Grand Marnier Roulade

Ingredients:

eggs

sugar

Chocolate

grand marnier

Egg whites

pinch of salt

Icing sugar

cream

additional grand marnier (optional)

Method:

  1. Line a 9 x 6 cm sponge sandwich tin with non-stick baking paper. Allow for high sides, the cooked sponge will rise.

  2. Preheat the oven to 180 deg C.

  3. Separate the eggs. Beat the yolks, gradually adding the sugar. Beat until the mix is thick and forms a ribbon.

  4. Melt the chocolate and grand marnier over a bain marie (hot water bath). When melted, set aside, over the water bath for warmth.

  5. Whip the egg whites, with a pinch of salt, until the whites golf firm peaks.

  6. Combine the chocolate/grand marnier mix with the thick sugar/egg yolk mix. Beat until combined.

  7. Then, gently fold through the egg white.

  8. Pour into the prepared lined sandwich tin. Even the surface.

  9. Bake, 180 deg C, 10-15 minutes, until the centre is firm to the touch.

  10. Remove from the oven, cool.

  11. Prepare a sheet of tin foil that is topped with a sheet of baking paper. Liberally sprinkle the baking paper with icing sugar.

  12. Invert the sponge tin onto the icing sugared paper, releasing the sponge.

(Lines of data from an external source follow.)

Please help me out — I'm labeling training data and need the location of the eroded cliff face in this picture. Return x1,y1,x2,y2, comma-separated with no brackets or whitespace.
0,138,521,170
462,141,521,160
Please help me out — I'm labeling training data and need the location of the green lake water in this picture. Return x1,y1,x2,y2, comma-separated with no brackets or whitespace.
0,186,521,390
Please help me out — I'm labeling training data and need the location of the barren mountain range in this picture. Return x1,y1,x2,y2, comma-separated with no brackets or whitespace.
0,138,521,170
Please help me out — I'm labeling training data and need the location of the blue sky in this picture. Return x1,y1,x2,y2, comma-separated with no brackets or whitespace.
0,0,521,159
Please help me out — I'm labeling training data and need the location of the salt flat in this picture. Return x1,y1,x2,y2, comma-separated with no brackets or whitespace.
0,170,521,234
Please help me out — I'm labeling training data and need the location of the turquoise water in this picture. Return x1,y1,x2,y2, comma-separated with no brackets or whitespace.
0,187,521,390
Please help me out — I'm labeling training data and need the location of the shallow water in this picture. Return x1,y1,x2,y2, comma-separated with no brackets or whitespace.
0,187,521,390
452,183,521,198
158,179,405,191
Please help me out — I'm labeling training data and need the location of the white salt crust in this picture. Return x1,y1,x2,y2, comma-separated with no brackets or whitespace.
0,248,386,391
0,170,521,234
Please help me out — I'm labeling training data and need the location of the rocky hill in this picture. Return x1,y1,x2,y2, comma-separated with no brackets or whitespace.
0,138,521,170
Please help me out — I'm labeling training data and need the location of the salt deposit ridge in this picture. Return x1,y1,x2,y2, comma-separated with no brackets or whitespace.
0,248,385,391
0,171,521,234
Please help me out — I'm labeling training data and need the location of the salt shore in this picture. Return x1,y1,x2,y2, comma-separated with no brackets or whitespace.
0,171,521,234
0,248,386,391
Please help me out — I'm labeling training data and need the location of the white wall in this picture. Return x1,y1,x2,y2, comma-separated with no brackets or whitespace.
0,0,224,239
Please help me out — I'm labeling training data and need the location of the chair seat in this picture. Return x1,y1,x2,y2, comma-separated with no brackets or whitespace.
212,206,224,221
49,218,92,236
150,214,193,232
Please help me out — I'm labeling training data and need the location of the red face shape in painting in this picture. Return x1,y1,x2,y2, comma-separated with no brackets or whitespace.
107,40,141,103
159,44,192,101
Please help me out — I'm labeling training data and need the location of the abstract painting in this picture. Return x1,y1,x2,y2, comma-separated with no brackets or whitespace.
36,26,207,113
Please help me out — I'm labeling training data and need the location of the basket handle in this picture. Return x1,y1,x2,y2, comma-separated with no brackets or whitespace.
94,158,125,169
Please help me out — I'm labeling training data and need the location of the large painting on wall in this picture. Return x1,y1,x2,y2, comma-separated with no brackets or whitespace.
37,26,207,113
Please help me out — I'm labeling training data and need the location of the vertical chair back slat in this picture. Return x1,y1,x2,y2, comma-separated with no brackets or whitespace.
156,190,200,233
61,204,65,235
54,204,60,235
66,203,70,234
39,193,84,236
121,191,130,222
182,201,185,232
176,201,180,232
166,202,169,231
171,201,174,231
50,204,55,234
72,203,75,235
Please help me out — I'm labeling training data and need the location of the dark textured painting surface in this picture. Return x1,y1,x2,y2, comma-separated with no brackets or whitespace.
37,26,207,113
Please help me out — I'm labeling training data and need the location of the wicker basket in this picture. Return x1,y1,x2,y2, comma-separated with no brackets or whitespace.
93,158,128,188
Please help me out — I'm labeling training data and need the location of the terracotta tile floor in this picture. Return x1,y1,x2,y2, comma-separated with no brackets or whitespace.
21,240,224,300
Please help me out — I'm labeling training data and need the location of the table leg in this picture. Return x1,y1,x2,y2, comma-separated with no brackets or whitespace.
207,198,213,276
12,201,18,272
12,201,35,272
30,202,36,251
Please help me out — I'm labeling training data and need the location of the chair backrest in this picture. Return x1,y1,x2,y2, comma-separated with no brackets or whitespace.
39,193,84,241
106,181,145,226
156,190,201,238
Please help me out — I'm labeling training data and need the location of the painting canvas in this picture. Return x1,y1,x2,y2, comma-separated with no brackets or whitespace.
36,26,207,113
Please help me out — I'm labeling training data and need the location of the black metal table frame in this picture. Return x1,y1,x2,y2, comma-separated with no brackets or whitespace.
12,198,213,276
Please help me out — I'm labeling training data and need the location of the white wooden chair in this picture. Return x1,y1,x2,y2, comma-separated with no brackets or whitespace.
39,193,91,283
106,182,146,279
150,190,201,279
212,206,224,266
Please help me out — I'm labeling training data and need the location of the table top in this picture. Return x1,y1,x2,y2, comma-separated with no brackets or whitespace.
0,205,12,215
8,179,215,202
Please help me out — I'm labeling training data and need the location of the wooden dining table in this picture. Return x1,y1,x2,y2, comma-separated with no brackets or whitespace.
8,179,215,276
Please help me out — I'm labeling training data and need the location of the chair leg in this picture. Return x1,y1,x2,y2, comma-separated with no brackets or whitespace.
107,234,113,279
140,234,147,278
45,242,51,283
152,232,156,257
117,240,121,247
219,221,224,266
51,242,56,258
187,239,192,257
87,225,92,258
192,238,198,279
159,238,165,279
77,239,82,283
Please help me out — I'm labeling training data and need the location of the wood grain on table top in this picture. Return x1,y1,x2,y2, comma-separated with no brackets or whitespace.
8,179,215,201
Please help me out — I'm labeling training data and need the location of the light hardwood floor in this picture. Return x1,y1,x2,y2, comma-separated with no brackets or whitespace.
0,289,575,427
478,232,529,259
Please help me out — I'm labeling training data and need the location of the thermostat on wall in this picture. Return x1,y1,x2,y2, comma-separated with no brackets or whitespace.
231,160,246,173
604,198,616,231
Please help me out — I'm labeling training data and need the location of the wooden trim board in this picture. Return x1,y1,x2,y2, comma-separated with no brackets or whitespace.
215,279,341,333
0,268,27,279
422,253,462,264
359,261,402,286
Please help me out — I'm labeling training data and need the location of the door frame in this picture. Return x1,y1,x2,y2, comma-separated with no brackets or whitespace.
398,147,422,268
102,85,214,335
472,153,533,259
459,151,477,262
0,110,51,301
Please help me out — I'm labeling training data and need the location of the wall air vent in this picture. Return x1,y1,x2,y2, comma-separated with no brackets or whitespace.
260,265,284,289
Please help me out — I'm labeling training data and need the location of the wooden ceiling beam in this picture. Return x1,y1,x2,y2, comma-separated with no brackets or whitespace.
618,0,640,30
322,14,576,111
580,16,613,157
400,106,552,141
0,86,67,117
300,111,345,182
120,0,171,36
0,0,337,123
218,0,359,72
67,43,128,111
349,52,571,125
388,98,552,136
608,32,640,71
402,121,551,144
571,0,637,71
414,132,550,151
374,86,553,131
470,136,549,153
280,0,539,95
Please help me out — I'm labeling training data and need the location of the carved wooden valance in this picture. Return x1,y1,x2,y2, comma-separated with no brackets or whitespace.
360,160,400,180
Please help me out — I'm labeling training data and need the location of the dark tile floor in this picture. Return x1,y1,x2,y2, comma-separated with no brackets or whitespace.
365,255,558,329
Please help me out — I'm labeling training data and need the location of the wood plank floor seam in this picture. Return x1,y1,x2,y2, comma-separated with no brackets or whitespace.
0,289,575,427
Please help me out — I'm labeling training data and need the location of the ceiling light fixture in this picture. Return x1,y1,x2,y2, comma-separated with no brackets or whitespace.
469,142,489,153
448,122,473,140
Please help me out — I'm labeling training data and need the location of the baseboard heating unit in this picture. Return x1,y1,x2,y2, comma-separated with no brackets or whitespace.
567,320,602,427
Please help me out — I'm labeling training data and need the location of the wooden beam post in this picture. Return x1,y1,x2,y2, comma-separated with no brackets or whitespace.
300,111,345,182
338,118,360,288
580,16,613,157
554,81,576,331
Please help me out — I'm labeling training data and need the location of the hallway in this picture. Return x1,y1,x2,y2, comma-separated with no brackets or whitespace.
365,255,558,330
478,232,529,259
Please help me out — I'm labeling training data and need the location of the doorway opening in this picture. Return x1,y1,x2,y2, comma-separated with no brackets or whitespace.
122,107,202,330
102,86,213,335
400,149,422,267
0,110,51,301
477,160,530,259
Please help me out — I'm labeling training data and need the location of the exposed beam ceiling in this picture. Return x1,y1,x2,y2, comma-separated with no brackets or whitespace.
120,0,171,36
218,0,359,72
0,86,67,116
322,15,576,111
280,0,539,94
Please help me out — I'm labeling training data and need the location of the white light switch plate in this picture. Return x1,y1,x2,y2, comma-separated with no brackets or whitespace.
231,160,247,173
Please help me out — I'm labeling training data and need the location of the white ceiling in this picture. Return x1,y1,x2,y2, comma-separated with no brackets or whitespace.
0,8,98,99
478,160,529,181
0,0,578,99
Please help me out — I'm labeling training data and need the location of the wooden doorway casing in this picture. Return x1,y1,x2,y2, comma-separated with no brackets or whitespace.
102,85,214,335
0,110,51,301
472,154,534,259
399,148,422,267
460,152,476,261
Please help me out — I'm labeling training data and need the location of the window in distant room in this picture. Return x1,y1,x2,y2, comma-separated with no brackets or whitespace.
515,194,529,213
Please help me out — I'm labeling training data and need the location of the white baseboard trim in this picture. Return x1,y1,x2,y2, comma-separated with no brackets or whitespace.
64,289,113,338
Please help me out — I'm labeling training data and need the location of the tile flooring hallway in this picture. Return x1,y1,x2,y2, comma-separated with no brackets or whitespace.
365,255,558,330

Remove the baking paper from the sponges base.

  13. Whip the cream. Spread it on half of the roulade leaving a space at the edge of the roulade that has no cream. Roll up the roulade in a rolling motion, away from yourself.

  14. Make sure the roll is tight and even by screwing up either end of the roulade, using the tin foil, thus creating an evenly shaped roulade.

  15. Refrigerate (best refrigerated overnight), or for at least a few hours.

  16. Remove from the refrigerator. Gently unwrap. Slice portions and plate.

  17. Eat and enjoy!

 

Note: After unwrapping the roulade, and before cutting it into portions, you may like to sprinkle it with more grand marnier.